Specializes in Acute Care Cardiac, Education, Prof Practice.

I was told you could identify a patient with a room number and a list of meds in nursing school. No dates, no names, no other information. While I don't necessarily worry about every post I make on, say this forum. I do keep a very paranoid view just to be safe.

I tend to think of it this way, would I want to be cruising the internet, and find a blog that listed details about my hospital stay or those of a family or friend?
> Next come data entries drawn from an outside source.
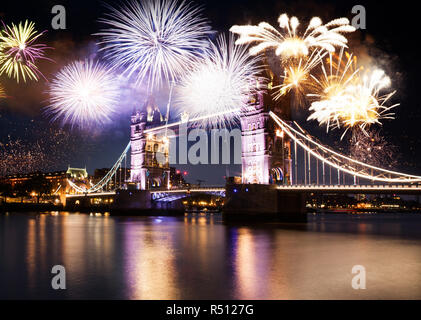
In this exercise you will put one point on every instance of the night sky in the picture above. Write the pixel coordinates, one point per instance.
(390, 41)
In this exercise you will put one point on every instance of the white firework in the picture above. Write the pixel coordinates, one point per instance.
(83, 93)
(155, 40)
(217, 88)
(288, 42)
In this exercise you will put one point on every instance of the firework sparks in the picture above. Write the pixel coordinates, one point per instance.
(83, 93)
(219, 86)
(289, 42)
(36, 150)
(20, 52)
(350, 97)
(372, 148)
(297, 77)
(155, 39)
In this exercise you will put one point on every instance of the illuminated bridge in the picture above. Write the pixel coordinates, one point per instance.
(276, 153)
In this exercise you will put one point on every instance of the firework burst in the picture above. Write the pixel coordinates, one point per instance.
(372, 148)
(155, 39)
(218, 87)
(348, 96)
(83, 93)
(288, 42)
(20, 52)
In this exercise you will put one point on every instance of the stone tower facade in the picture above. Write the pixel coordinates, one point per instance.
(266, 150)
(149, 151)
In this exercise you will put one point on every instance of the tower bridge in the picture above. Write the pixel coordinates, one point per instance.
(278, 158)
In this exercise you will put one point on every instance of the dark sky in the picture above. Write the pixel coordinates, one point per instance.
(390, 40)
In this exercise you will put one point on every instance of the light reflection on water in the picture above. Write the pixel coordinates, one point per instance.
(199, 257)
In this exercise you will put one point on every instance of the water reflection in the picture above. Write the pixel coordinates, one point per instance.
(149, 261)
(199, 257)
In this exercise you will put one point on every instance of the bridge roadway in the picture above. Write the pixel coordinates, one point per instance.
(333, 189)
(353, 189)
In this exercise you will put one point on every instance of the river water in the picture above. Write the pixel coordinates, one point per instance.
(200, 257)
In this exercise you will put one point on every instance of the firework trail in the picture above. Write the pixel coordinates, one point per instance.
(289, 42)
(155, 39)
(297, 77)
(348, 96)
(84, 93)
(220, 85)
(38, 150)
(19, 52)
(372, 148)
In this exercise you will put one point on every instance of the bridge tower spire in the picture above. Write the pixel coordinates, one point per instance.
(149, 151)
(266, 150)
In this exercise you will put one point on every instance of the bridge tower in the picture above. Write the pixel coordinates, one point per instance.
(149, 151)
(266, 150)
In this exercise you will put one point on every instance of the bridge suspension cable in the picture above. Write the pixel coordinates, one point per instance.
(341, 162)
(106, 179)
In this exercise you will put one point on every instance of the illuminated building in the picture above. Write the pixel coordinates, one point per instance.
(266, 151)
(149, 152)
Even if no one could point it to me? Not really, and I know my mother would become suicidal at the mere thought of it.

I would save the blogging on patients for a paper or offline journal.

Tait

Specializes in Telemetry & Obs.
Curious, say for instance, I was on here posting about my long night at work and discussed my patients without naming names and someone from my job recognized me, is it then a hipaa violation? I'm just wondering because i've had that pointed out to me before so now it's making me more nervous to even bother posting about things at work.

If they had the same knowledge about the situations and the patients I don't see how that's a violation. I've never seen you post anything that could identify a patient from the millions of other patients out there. If there's something about co-workers they recognize that's not a violation of HIPAA.
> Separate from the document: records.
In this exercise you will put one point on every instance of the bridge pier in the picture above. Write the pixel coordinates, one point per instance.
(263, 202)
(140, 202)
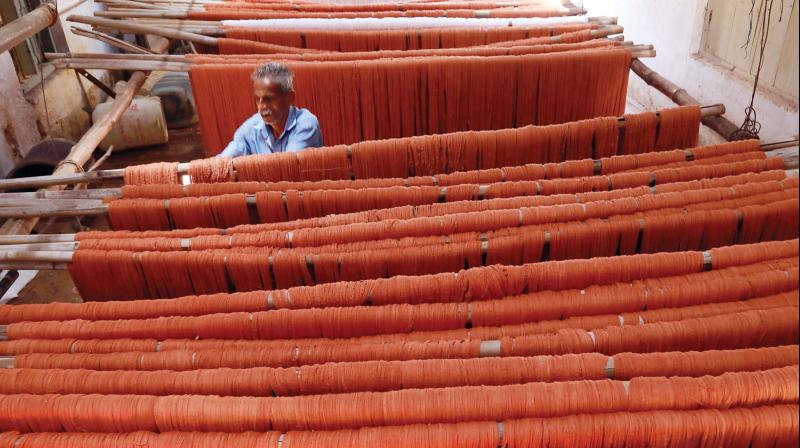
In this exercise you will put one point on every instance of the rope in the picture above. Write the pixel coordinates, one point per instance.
(751, 127)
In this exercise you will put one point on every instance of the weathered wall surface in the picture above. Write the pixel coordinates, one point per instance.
(18, 130)
(675, 28)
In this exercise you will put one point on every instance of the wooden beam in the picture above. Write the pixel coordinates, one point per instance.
(133, 27)
(17, 31)
(111, 40)
(680, 96)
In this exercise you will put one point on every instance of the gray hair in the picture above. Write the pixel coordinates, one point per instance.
(277, 73)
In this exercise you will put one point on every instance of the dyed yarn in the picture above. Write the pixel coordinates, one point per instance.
(373, 115)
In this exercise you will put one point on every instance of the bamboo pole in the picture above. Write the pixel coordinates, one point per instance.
(680, 96)
(24, 207)
(67, 57)
(168, 14)
(133, 4)
(133, 27)
(215, 27)
(183, 168)
(83, 150)
(17, 31)
(110, 40)
(145, 65)
(95, 193)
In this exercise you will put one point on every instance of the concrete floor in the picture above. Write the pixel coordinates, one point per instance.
(57, 286)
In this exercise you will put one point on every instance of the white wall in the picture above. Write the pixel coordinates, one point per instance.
(675, 28)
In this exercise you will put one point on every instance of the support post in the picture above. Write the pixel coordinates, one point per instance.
(16, 31)
(680, 96)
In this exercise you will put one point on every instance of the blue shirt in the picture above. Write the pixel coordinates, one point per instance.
(254, 137)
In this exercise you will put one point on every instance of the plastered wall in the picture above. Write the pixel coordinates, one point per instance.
(675, 28)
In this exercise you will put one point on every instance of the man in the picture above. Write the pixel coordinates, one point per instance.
(278, 126)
Specializes in NICU/Neonatal transport.

I have a similar issue. We had a patient die (a primary for me) and I posted on facebook about it. We call all our babies "Friend", so I said I was "sad that Friend died and wished his family peace and a safe trip to heaven for Friend". My coworkers knew exactly who I meant, because we tend to only have one patient die at a time, thankfully.

But one of my coworkers contacted me warning that it could be a violation of hipaa - I took down everything and all the references to it, just to be safe, but now I'm concerned.

Specializes in Oncology.
I have a similar issue. We had a patient die (a primary for me) and I posted on facebook about it. We call all our babies "Friend", so I said I was "sad that Friend died and wished his family peace and a safe trip to heaven for Friend". My coworkers knew exactly who I meant, because we tend to only have one patient die at a time, thankfully.

But one of my coworkers contacted me warning that it could be a violation of hipaa - I took down everything and all the references to it, just to be safe, but now I'm concerned.

I wouldn't think that'd be a violation.

Specializes in NICU, Post-partum.
Curious, say for instance, I was on here posting about my long night at work and discussed my patients without naming names and someone from my job recognized me, is it then a hipaa violation? I'm just wondering because i've had that pointed out to me before so now it's making me more nervous to even bother posting about things at work.

Yes, because if you post information that is so specific that you can be recognized by a co-worker, then it's a HIPAA violation...b/c you posted enough detail to where they could make the connection.

That is one of the reasons why I don't have my city or state in my profile, I only talk about the general region of the country I am from, not the specific state and I don't mention my school on here either.

That makes it much more difficult for someone to put two and two together.

Plus I don't tell anyone, not even my closest friends, that I even use this message board.

Specializes in NICU/Neonatal transport.

But your coworkers, being that they are coworkers, know much more information than anyone in the general public has. ie: On my unit you can say "Oh my God, it was so much like bed 5, it was creepy." Now, everyone who works there knows exactly to whom you are referring (a patient several years ago) but there's no way to determine who, what, when or anything about the patient. No one could ever identify anything about anyone, except for people who already knew the privileged info.